Fungsi Pemeriksaan Barang dan Surat Jalan
Dengan memperhatikan hal-hal tadi di atas, maka bisa dikatakan bahwa surat jalan dapat dijadikan sebagai bukti legalitas kendaraan bermuatan, agar dapat melintas di sebuah perbatasan atau jalan dengan lancar.
Tidak hanya sampai di situ, surat jalan juga akan diminta oleh petugas lalu lintas saat perlu memeriksa dan mengetahui jenis muatan yang diangkut oleh kendaraan tersebut.
Lazimnya, petugas kemudian akan melakukan pengecekan atau kesesuaian informasi pada surat jalan dengan barang yang dibawa di dalam kendaraan.
Maka, apabila nanti diketahui terdapat kejanggalan yang terjadi, yakni informasi antara surat jalan dengan muatan yang dibawa tidak sesuai, petugas pemeriksaan berhak untuk melakukan penahanan atau prosedur lebih lanjut yang diperlukan.
Peranan dan Kegunaan Surat Jalan
Info selanjutnya yang perlu kamu tahu mengenai peranan atau kegunaan surat jalan itu sendiri.
Pada dasarnya, surat jalan memang memiliki peran sebagai dokumen yang memastikan legalitas muatan atau barang yang dikirim dalam jumlah besar.
Namun, selain itu keberadaan surat jalan juga memiliki sejumlah kegunaan yang perlu diketahui. Kegunaan tersebut diantaranya adalah:
a. Dokumen resmi perusahaan
Peranan pertama dari surat jalan yang perlu kamu tahu adalah sebagai dokumen resmi perusahaan.
Pada poin ini, surat jalan bersifat sebagai salah satu bagian dari birokrasi perusahaan di bidang antar-kirim barang atau produk.
Surat tersebut dikeluarkan untuk menjadi bukti yang sah bahwa karyawan, sopir atau pengantar, hingga pihak lain yang menerima barang tersebut telah melakukan transaksi pengiriman barang dengan benar dan legal.
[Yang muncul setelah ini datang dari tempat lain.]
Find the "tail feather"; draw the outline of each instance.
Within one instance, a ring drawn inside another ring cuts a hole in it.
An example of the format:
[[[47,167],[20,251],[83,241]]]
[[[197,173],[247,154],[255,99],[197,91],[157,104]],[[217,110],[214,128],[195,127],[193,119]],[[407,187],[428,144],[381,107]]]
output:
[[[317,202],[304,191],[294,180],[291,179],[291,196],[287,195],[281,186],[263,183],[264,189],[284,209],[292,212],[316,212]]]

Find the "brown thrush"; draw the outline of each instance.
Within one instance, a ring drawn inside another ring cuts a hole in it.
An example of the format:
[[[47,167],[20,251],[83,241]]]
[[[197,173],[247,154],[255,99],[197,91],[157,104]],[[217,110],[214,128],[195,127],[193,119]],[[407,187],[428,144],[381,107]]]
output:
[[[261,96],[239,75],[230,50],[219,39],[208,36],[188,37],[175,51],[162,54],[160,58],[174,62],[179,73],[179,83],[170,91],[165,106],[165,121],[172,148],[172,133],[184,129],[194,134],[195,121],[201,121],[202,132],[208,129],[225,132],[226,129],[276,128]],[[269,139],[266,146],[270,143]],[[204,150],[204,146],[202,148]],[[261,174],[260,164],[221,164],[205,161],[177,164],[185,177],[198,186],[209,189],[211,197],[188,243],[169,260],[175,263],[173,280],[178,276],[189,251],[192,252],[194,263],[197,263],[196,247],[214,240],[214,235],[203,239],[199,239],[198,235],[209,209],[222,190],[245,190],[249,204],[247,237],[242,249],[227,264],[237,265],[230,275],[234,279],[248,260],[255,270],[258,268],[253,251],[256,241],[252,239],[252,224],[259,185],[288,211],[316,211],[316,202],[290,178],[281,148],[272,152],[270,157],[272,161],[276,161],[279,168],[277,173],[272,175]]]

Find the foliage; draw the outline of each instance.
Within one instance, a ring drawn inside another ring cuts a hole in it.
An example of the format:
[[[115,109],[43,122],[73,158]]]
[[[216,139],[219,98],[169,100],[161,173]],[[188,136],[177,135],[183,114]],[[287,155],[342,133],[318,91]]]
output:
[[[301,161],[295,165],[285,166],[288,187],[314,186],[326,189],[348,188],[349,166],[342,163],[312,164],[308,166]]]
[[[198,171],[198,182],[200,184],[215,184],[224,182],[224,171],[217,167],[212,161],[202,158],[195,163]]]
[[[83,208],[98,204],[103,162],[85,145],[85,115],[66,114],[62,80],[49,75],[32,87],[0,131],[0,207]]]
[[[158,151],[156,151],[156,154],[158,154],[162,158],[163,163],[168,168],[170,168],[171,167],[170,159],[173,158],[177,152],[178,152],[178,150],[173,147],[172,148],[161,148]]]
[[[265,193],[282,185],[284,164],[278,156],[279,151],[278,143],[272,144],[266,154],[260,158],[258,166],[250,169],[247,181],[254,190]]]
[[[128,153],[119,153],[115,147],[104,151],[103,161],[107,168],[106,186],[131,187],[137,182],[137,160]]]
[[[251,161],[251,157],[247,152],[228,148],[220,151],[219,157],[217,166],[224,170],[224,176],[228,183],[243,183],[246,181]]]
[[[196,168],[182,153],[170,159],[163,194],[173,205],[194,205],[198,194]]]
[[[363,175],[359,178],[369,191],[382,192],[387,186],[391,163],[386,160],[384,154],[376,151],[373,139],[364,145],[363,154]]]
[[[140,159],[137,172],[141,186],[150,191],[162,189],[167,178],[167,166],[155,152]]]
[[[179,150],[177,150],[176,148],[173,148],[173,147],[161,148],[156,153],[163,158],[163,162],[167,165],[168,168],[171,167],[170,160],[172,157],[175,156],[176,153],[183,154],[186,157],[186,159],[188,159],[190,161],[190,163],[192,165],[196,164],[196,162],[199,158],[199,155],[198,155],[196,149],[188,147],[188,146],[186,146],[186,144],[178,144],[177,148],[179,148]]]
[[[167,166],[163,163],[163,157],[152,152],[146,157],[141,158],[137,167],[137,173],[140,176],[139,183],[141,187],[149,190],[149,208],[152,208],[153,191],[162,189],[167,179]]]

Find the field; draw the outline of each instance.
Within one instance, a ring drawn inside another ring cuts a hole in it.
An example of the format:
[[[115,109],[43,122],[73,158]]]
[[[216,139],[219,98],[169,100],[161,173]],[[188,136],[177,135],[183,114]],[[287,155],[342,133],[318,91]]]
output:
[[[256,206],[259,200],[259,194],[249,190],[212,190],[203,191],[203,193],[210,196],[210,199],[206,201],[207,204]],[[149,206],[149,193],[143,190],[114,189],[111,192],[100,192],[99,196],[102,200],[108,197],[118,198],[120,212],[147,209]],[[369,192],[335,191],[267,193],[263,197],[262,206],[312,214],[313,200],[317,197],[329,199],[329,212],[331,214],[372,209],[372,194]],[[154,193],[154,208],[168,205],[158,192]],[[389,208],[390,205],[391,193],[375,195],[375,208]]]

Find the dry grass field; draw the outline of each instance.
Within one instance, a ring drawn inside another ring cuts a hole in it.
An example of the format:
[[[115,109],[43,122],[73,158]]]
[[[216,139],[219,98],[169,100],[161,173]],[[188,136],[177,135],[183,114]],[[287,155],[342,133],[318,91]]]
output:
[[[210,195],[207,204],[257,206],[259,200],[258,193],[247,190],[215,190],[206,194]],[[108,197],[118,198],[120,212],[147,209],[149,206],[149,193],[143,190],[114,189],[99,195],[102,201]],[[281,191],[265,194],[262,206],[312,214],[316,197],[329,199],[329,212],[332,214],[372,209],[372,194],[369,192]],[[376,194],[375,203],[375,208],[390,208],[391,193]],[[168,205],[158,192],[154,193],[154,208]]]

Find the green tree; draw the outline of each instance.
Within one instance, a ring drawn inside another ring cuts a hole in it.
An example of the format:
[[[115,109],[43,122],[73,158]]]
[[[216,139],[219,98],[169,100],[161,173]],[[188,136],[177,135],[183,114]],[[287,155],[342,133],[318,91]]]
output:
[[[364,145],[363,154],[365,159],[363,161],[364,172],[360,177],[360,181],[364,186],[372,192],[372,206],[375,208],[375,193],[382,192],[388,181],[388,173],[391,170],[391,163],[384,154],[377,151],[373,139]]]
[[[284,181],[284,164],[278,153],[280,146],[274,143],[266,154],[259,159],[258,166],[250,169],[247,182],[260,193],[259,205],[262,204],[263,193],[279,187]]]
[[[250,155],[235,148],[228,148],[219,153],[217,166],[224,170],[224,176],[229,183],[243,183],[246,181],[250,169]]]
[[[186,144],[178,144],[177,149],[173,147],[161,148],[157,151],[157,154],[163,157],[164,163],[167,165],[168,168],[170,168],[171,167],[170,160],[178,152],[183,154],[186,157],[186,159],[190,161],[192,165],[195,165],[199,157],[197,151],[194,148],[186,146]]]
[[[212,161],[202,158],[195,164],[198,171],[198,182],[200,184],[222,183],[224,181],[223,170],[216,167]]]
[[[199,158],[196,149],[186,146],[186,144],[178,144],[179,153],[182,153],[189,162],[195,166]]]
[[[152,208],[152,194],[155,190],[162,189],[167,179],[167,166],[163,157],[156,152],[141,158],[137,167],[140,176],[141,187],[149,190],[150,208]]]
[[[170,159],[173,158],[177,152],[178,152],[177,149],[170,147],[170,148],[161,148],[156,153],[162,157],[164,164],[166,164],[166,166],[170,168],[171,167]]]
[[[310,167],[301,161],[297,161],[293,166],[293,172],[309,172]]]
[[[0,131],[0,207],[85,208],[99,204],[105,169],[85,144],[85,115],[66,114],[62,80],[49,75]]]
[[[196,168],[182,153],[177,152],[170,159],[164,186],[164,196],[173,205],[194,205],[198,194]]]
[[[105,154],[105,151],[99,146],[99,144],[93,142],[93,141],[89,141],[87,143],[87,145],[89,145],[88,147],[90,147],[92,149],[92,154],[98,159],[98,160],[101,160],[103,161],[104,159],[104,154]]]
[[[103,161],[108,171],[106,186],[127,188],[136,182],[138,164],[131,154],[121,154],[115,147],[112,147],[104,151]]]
b. Sebagai surat keterangan
Peranan berikutnya dari surat jalan tersebut adalah sebagai surat keterangan.
Informasi yang tertera di dalam surat jalan nanti bertujuan untuk menerangkan sejumlah poin penting yang melibatkan proses pengiriman.
Nah, informasi tersebut akan menjadi sebuah acuan dalam pemeriksaan oleh petugas yang berwenang maupun pihak yang menerima nantinya.
c. Berfungsi sebagai bukti pengiriman valid
Peranan surat jalan berikutnya adalah berfungsi sebagai bukti pengiriman yang valid.
Jadi surat jalan tersebut bukan hanya berfungsi untuk dibawa dan ditunjukkan pada pihak penerima saja, tetapi juga harus ditunjukkan kembali kepada pihak pengirim setelah transaksi selesai.
Dengan kata lain, kegunaan surat jalan juga sebagai bukti pengiriman valid yang nantinya akan dimasukkan dalam arsip laporan perusahaan atau pembukuan akuntansi perusahaan yang bersangkutan.